Next month, the government input will only pay up to 60% of employee’s wages and cap that payout at £1,875, meaning that employers will have to pay 20% of the wages.
The scheme is due to come to wind down entirely by the end of October. Chancellor Rishi Sunak has made no suggestions that this scheme will be extended. He told Good Morning Scotland that helping to pay private firms' wages was "not something that can carry on indefinitely".
As the scheme draws to a close, there is a significant increase in the fear that many people may not have jobs to go back to at all. The scheme has been seen as an excellent way to give employer's more time to avoid making their workers redundant.
In previous comments, Sunak has also said that continued government wage compensation was not the way forward. He said "it is wrong to keep people trapped in a situation and pretend there is always a job that they can go back to, that won't always be the case. In those situations it's better we look forward and provide those people with new opportunities."
According to the Federation of Small Businesses (FSB) one million small employers across the country used the furlough scheme. Craig Beaumont, a member of the FSB, told the BBC that 23% of small businesses were having to consider reducing the number of their staff over the next three months.
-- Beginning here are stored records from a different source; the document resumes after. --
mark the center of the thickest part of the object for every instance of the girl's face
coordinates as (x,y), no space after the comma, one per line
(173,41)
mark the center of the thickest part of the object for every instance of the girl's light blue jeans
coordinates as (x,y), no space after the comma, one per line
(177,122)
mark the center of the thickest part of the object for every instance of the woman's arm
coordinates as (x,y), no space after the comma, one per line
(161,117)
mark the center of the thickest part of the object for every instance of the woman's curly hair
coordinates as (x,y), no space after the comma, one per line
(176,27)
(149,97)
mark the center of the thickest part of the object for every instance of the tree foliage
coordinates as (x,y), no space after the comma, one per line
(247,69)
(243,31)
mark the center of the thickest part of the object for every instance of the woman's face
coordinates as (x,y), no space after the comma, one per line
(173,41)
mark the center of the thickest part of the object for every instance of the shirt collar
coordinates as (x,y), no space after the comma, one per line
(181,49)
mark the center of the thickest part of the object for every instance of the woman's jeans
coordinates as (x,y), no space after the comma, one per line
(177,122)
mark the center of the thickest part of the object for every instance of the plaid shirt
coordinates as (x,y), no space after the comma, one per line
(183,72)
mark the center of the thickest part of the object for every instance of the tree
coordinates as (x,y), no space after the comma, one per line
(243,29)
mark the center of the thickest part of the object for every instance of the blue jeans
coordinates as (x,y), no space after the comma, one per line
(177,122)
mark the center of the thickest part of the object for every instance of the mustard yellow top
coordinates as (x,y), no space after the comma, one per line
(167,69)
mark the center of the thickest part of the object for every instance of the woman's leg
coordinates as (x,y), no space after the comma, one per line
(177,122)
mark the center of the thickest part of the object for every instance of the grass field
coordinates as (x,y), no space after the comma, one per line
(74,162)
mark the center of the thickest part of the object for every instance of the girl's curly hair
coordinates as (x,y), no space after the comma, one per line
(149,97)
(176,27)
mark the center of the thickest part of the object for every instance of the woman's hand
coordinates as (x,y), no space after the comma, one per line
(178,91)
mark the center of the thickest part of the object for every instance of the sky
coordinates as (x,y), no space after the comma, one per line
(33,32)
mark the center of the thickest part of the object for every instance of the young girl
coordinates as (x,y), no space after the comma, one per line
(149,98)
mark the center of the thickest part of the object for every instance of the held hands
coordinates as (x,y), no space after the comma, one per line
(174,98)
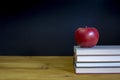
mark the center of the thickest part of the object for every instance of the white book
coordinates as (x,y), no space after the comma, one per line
(97,58)
(96,70)
(94,64)
(98,50)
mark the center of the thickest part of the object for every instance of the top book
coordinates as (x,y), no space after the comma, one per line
(98,50)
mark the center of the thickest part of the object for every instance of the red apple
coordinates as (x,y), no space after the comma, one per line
(87,37)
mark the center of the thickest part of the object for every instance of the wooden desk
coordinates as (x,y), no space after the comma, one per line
(44,68)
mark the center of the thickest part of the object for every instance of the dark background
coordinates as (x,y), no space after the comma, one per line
(46,27)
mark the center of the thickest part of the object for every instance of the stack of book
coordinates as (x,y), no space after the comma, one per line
(99,59)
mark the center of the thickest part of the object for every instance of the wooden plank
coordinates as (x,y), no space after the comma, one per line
(44,68)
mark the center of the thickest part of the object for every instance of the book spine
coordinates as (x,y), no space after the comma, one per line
(97,58)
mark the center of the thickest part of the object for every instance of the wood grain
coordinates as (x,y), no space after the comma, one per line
(44,68)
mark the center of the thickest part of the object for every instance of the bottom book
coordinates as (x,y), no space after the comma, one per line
(97,70)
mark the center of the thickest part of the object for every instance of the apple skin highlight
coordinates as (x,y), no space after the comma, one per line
(86,37)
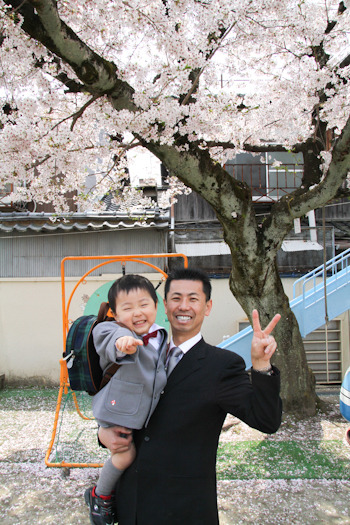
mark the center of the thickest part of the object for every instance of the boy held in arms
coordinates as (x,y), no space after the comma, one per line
(133,340)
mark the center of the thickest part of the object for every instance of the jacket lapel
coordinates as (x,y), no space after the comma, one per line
(190,362)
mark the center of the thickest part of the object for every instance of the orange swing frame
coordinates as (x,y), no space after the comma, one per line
(64,379)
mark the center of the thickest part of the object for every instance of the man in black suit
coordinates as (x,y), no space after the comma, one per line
(173,480)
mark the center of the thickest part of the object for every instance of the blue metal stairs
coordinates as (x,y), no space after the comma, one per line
(309,307)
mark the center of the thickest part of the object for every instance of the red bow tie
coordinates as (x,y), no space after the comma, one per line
(147,337)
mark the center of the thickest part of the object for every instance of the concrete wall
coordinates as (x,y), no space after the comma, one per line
(31,340)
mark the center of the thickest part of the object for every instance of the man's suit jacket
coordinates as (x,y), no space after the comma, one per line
(173,479)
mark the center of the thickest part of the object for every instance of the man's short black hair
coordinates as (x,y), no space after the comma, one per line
(189,274)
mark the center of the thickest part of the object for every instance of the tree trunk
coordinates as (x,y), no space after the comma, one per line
(297,380)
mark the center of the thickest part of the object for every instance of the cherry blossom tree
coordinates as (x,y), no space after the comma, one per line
(195,82)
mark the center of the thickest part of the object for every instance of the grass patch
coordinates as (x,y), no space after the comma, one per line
(309,459)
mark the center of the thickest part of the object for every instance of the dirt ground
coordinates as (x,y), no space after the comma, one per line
(31,493)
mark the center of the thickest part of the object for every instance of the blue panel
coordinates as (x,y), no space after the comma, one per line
(309,308)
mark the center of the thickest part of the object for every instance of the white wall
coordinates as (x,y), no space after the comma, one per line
(31,340)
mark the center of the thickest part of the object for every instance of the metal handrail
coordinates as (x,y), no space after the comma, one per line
(333,266)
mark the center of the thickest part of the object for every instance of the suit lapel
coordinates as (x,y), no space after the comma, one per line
(191,361)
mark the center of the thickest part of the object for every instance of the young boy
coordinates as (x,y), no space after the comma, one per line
(129,399)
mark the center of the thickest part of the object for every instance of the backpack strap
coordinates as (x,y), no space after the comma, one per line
(109,373)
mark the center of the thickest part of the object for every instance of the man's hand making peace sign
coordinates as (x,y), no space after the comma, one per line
(263,343)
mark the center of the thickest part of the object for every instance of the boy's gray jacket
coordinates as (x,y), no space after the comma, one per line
(132,394)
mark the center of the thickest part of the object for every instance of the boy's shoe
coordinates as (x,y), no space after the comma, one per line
(101,508)
(347,436)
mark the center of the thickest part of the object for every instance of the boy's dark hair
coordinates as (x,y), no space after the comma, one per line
(189,274)
(126,284)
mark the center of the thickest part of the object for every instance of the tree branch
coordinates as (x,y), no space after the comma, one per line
(41,21)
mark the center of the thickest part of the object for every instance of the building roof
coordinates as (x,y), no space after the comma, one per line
(22,222)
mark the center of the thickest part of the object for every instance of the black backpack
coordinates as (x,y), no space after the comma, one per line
(83,362)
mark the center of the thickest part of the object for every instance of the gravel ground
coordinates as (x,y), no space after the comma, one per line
(32,493)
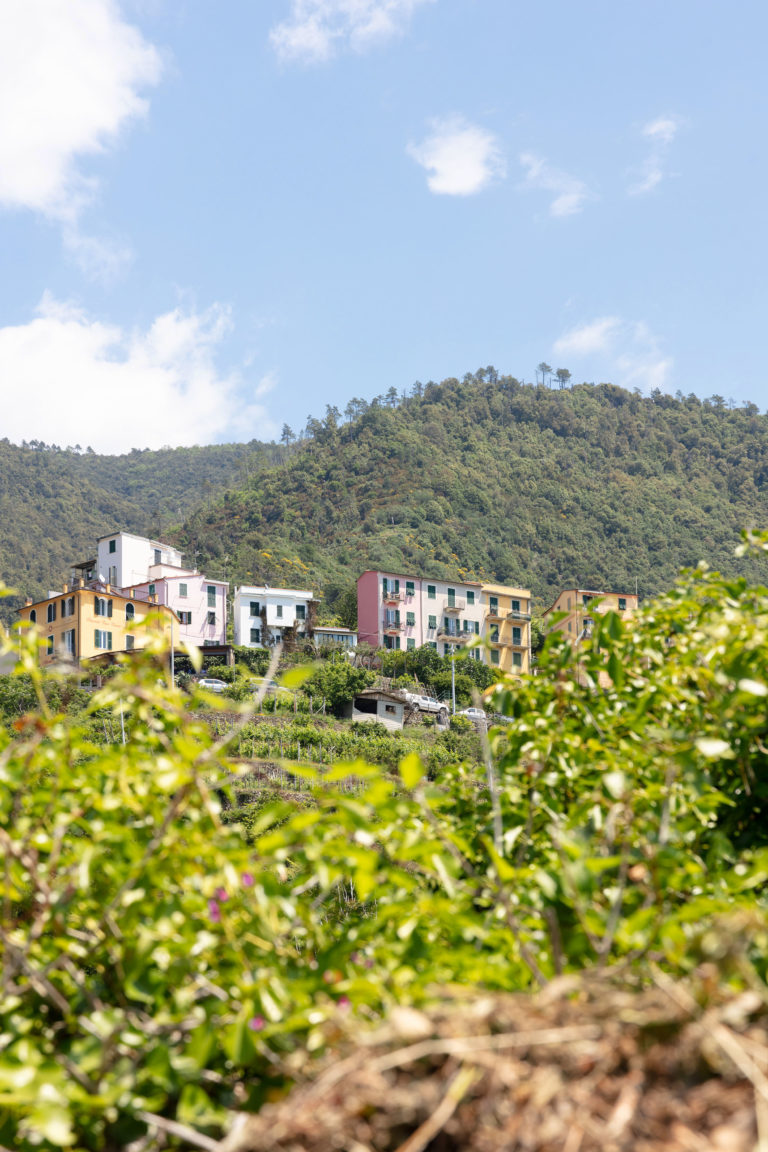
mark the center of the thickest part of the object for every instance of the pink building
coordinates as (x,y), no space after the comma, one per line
(199,603)
(389,611)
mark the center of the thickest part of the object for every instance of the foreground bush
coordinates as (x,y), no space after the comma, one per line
(157,971)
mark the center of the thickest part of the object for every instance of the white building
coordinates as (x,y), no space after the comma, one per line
(124,559)
(152,570)
(271,615)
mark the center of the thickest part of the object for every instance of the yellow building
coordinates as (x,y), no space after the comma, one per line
(577,604)
(507,627)
(90,623)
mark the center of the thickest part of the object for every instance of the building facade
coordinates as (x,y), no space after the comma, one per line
(150,569)
(266,615)
(580,605)
(124,559)
(407,612)
(84,623)
(508,627)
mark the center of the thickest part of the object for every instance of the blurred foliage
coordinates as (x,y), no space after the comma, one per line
(160,964)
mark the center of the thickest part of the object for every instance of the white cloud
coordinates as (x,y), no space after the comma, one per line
(590,338)
(459,158)
(570,195)
(317,29)
(624,351)
(660,133)
(69,378)
(71,73)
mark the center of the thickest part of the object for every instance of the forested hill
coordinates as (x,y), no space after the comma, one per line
(489,478)
(55,502)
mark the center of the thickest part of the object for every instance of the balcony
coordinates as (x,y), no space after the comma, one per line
(451,634)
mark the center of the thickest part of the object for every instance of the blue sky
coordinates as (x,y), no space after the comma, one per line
(219,218)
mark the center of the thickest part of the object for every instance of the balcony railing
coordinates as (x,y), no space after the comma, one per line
(451,634)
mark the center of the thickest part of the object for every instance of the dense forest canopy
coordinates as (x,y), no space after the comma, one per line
(485,478)
(489,478)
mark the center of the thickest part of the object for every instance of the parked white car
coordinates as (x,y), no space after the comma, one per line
(211,684)
(427,704)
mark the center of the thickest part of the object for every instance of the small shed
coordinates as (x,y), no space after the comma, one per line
(379,704)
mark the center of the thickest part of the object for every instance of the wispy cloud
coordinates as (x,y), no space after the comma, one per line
(316,30)
(660,134)
(623,350)
(459,158)
(97,384)
(588,338)
(570,195)
(71,77)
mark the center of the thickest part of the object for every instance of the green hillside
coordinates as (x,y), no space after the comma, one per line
(55,502)
(484,478)
(489,478)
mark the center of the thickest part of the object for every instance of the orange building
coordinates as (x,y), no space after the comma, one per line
(580,606)
(84,623)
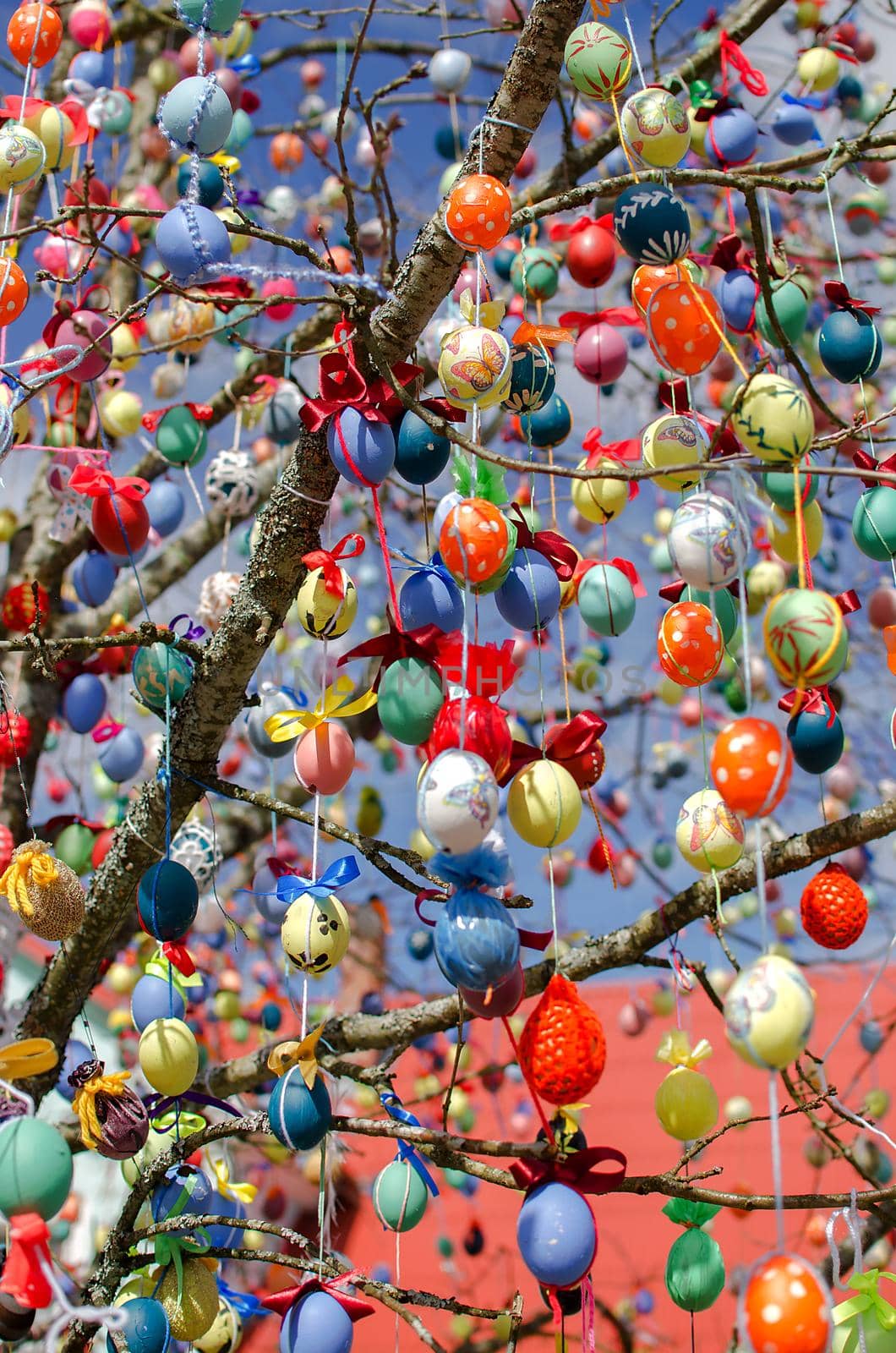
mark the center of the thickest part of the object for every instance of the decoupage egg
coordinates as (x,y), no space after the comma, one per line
(544,804)
(785,1306)
(458,802)
(474,367)
(315,934)
(708,834)
(708,540)
(806,638)
(751,766)
(655,128)
(299,1116)
(773,419)
(769,1012)
(675,440)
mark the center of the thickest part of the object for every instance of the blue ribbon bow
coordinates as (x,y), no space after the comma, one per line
(407,1152)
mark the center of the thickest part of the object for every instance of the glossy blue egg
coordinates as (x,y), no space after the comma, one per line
(556,1235)
(362,451)
(477,944)
(94,577)
(167,900)
(651,223)
(421,453)
(85,703)
(317,1323)
(299,1116)
(529,595)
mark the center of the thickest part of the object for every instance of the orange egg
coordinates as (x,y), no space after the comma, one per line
(474,541)
(785,1307)
(689,644)
(684,326)
(751,764)
(34,34)
(478,211)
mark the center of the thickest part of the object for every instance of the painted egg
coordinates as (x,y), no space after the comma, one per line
(769,1012)
(708,834)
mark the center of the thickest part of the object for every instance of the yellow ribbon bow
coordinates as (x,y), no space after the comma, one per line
(336,704)
(675,1049)
(27,1057)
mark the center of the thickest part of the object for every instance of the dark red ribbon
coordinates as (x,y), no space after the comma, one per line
(348,547)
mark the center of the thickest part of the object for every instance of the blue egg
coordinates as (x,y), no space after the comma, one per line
(146,1329)
(477,944)
(85,703)
(556,1235)
(430,597)
(122,755)
(193,243)
(421,453)
(369,446)
(736,294)
(850,345)
(529,595)
(166,505)
(651,223)
(815,746)
(152,999)
(319,1323)
(167,900)
(94,578)
(299,1116)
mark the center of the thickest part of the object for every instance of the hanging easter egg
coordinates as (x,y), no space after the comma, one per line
(556,1235)
(651,223)
(689,644)
(607,600)
(708,834)
(769,1012)
(36,1168)
(675,440)
(708,540)
(850,347)
(478,211)
(168,1055)
(655,129)
(458,802)
(751,766)
(684,326)
(598,61)
(833,908)
(315,934)
(544,804)
(806,638)
(299,1116)
(477,944)
(474,367)
(161,676)
(785,1306)
(400,1197)
(773,419)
Beaumont told the BBC, “sixty per cent of those who work in the private sector do so for a small business, so if that happens without any intervention, then that's a huge increase in mass unemployment."
UK economist, Paul Dales, said that France and Germany had extended their schemes that top-up employee's pay, and argued that this makes the UK look "a little bit short, especially when you take into account that the UK's economy is made up of a higher share of sectors that are hampered by social distancing."
He added that a process should commence, whereby people should start getting reallocated to jobs that will be around for many many years “.